A true professional stirs when the danger is most severe, but Hussey didn't merely save his place by grafting or working the ball, like he did at The Oval in 2009 and the SCG in January. This time he was a fresh shot-maker, an aggressor chasing early boundaries instead of settling in by leaving and hoping. When the rain and bad light arrived with 17 overs still to bowl he had breezed to 81 and belted 13 fours and a six.
The only periods in which he looked like the Hussey of the recent past were his opening ball and when he was fretting about the conditions towards the end. As he walked off he carried the heavy steps of a man with a major responsibility, rather than the light-striding batsman who had pushed his team to within 40 runs of England's first innings.
At his most consistent, Hussey is an accumulator who becomes less cautious the further his account inflates. He entered this series without any credit and knew it was time for some risks. Having re-trained his mind to attack during his century against Western Australia last week - an innings which convinced the selectors he was still valuable - he was quickly showing signs that he could move on from his run of Test troubles.
There was none of the fidgeting and reliance on defence in the early stages, even when he edged Steven Finn just short of Graeme Swann at second slip. "It just goes to show how much the game is a fine line," he said. "Nicking that first one, I was praying it would fall short and thankfully it did. A foot more and I was gone for a first-ball duck."
His intent was soon evident in the size of his purposeful lunges, either forward or back, as he waited to swing. This was the version of Hussey that was so successful between 2005 and 2008. Finn dropped a touch short and Hussey unleashed a brutal pull for his second scoring shot, an attack he repeated in the bowler's next over and beyond.
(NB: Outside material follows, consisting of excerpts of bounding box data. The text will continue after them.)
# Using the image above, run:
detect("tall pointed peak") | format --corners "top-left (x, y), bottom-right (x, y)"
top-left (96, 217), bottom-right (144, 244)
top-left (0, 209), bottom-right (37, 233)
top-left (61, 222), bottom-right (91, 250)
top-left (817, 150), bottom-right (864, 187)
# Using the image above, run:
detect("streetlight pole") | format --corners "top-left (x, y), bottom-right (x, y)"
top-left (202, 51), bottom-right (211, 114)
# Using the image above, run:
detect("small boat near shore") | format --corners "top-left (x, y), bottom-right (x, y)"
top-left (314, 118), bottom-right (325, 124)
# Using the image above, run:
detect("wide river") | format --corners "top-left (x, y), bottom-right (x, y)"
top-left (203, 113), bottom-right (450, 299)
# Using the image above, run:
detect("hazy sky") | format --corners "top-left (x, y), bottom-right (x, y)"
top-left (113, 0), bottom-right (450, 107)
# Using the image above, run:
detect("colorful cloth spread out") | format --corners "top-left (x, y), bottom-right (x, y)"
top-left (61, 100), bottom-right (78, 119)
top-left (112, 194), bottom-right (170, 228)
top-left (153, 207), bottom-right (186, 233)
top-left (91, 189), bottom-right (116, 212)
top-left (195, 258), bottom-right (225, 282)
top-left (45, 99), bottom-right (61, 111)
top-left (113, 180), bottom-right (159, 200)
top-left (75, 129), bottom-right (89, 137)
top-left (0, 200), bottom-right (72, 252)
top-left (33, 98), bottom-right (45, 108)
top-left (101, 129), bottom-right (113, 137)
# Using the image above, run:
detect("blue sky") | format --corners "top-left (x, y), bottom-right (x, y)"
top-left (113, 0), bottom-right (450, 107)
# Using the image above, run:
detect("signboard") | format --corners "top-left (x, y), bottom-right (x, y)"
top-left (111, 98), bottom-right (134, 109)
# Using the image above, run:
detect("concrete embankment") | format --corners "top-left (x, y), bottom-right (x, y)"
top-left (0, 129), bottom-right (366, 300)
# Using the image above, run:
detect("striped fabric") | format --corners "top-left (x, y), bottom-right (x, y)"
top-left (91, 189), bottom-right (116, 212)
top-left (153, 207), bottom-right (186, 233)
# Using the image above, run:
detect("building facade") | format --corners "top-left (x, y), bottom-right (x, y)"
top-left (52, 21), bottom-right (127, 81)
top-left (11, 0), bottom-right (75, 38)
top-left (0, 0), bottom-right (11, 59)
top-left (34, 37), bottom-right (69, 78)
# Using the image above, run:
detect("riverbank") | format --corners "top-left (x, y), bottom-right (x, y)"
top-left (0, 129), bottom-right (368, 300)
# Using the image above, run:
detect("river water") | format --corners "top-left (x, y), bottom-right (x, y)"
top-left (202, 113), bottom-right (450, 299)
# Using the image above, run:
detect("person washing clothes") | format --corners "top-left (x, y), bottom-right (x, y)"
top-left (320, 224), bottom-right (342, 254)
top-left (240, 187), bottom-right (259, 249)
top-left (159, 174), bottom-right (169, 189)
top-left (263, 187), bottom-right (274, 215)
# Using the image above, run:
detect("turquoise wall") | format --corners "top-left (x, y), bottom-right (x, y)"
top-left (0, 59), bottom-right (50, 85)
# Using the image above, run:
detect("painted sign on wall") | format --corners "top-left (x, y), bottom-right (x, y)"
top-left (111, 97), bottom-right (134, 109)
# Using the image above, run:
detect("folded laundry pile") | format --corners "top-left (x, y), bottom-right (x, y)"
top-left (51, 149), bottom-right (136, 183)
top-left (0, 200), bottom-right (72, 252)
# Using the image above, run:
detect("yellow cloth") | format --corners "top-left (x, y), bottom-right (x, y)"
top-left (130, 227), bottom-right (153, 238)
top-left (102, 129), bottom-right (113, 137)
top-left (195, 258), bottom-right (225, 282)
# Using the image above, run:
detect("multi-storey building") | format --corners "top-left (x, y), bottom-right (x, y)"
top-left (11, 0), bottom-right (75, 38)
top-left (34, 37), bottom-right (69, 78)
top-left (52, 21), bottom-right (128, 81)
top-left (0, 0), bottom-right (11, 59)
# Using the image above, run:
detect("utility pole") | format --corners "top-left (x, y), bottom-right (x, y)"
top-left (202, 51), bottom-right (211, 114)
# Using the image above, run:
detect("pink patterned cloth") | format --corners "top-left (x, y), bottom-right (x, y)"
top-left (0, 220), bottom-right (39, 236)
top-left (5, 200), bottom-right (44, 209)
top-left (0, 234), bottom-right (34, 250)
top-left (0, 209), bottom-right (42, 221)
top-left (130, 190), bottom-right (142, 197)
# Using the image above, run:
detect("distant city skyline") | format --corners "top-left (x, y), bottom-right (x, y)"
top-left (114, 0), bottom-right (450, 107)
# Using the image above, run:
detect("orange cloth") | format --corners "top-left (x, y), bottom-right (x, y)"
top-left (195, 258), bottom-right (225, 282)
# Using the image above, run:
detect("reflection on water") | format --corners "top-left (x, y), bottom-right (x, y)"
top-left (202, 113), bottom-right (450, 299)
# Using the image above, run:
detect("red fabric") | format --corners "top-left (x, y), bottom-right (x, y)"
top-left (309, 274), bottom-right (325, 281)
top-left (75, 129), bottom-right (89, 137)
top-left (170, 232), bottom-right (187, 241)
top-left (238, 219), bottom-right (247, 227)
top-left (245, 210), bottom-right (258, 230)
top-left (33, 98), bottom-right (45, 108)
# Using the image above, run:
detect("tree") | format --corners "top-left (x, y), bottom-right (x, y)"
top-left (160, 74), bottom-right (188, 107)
Swann, a former team-mate at Northamptonshire, initially wanted to tease Hussey forward with some flight. There was no doubt or delay as Hussey raced at the ball and dropped it for six to long-on. "I was beaten in the flight, just followed through, and it came out of the middle," he said modestly.
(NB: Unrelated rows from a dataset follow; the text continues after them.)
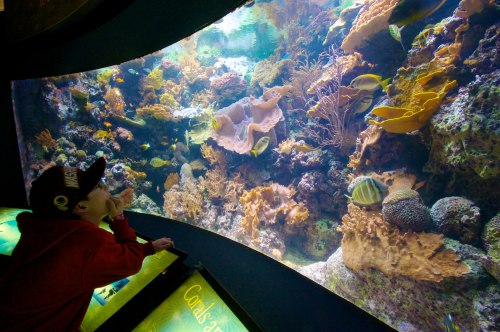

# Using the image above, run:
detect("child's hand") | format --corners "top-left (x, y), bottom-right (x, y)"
top-left (151, 237), bottom-right (174, 252)
top-left (106, 196), bottom-right (123, 219)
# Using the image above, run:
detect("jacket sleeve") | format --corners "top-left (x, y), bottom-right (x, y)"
top-left (82, 219), bottom-right (154, 288)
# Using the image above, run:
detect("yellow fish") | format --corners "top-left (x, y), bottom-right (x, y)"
top-left (351, 74), bottom-right (390, 91)
top-left (149, 157), bottom-right (172, 167)
top-left (210, 117), bottom-right (220, 131)
top-left (388, 0), bottom-right (446, 27)
top-left (250, 136), bottom-right (270, 158)
top-left (348, 177), bottom-right (387, 206)
top-left (351, 96), bottom-right (373, 114)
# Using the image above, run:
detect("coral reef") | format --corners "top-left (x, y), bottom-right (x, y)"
top-left (382, 189), bottom-right (431, 232)
top-left (210, 71), bottom-right (247, 107)
top-left (35, 128), bottom-right (59, 151)
top-left (338, 204), bottom-right (470, 282)
top-left (430, 196), bottom-right (481, 244)
top-left (212, 91), bottom-right (283, 154)
top-left (341, 0), bottom-right (398, 53)
top-left (298, 244), bottom-right (500, 332)
top-left (240, 183), bottom-right (309, 243)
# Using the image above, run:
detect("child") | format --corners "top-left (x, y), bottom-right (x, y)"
top-left (0, 158), bottom-right (173, 331)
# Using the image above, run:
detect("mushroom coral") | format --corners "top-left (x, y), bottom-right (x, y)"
top-left (337, 203), bottom-right (470, 282)
top-left (240, 183), bottom-right (309, 242)
top-left (341, 0), bottom-right (398, 53)
top-left (212, 89), bottom-right (283, 154)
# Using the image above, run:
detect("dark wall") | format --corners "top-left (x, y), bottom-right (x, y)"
top-left (128, 213), bottom-right (392, 332)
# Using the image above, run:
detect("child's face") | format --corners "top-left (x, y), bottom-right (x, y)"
top-left (83, 182), bottom-right (111, 218)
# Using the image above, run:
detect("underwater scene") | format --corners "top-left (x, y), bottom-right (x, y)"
top-left (12, 0), bottom-right (500, 331)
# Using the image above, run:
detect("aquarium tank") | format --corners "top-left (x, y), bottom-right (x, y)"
top-left (12, 0), bottom-right (500, 331)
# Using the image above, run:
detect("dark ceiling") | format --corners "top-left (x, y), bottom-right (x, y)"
top-left (0, 0), bottom-right (247, 79)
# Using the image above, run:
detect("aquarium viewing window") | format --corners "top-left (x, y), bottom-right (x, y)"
top-left (8, 0), bottom-right (500, 331)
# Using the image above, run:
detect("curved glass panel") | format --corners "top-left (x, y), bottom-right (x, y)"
top-left (9, 0), bottom-right (500, 331)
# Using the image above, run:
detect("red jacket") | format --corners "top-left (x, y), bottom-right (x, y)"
top-left (0, 212), bottom-right (154, 332)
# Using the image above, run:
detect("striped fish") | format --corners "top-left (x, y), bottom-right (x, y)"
top-left (349, 177), bottom-right (388, 206)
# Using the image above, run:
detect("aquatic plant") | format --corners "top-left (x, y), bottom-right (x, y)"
top-left (301, 53), bottom-right (356, 151)
top-left (212, 91), bottom-right (283, 154)
top-left (104, 88), bottom-right (126, 116)
top-left (200, 143), bottom-right (226, 169)
top-left (136, 104), bottom-right (177, 121)
top-left (144, 68), bottom-right (165, 90)
top-left (163, 173), bottom-right (180, 190)
top-left (35, 128), bottom-right (59, 151)
top-left (240, 183), bottom-right (309, 243)
top-left (199, 167), bottom-right (227, 200)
The start was so fresh he was more like Brad Haddin or Matthew Hayden than the workmanlike Hussey. When Swann dropped short he was also pulled and by the time Hussey was on 40 only two runs had not come from boundaries.
The Australians were desperate to attack Swann early to dent his confidence ahead of a pitch that will suit him better in Adelaide. Despite the unsteady scorecard, Hussey followed the plan and five of his boundaries and 37 of his runs came from the offspinner. Another five fours were taken from Finn, a 21-year-old, who the hosts would also like to ruffle.
At one point Swann had three men on the boundary on the legside but it still was not enough to stop Hussey's pulling power. "I wanted to be positive," he said. "I do get in a bit of trouble when I'm tentative and a bit negative."
Finn had already seen one of his short balls split the two men protecting the rope behind square. The crack of the strokes even told those who were unfortunate enough to be looking away that this was a man with his game back.
"It's a time where my mind is a lot clearer and maybe I'm just seeing the ball a bit clearer out of the bowler's hand," he said. "At other times in the last couple of years, there's maybe been other clouds or doubts or negative thoughts going through my mind. Or the situation of the game, or what the pitch is doing. It stops you playing with the same freedom."
There was some caution displayed against James Anderson and Stuart Broad, but Hussey was in command throughout the performance. However, he knows there is much more to do. This is the longest Test series in the game and Hussey is aware of how swiftly the contest can change.
Australia were in the dominant position until their latest batting wheeze, which allowed England to feel better about their first-innings 260. The hosts are strong at the top, with Shane Watson and Simon Katich putting on another half-century stand, but they have been weak in the middle. The stomach of the local order softened again and after Ricky Ponting (10), Michael Clarke (9) and Marcus North (1) departed, it was left to Hussey to deliver the punches.
In this game Australia have relied on two men who began it with doubts over their spots. The selectors were right to look to Hussey and Peter Siddle, who have covered up the deficiencies of some faltering team-mates.
No side performs with all its recruits on fire, but the lack of output in key areas is as concerning for the locals as the return of the real Hussey was brilliant.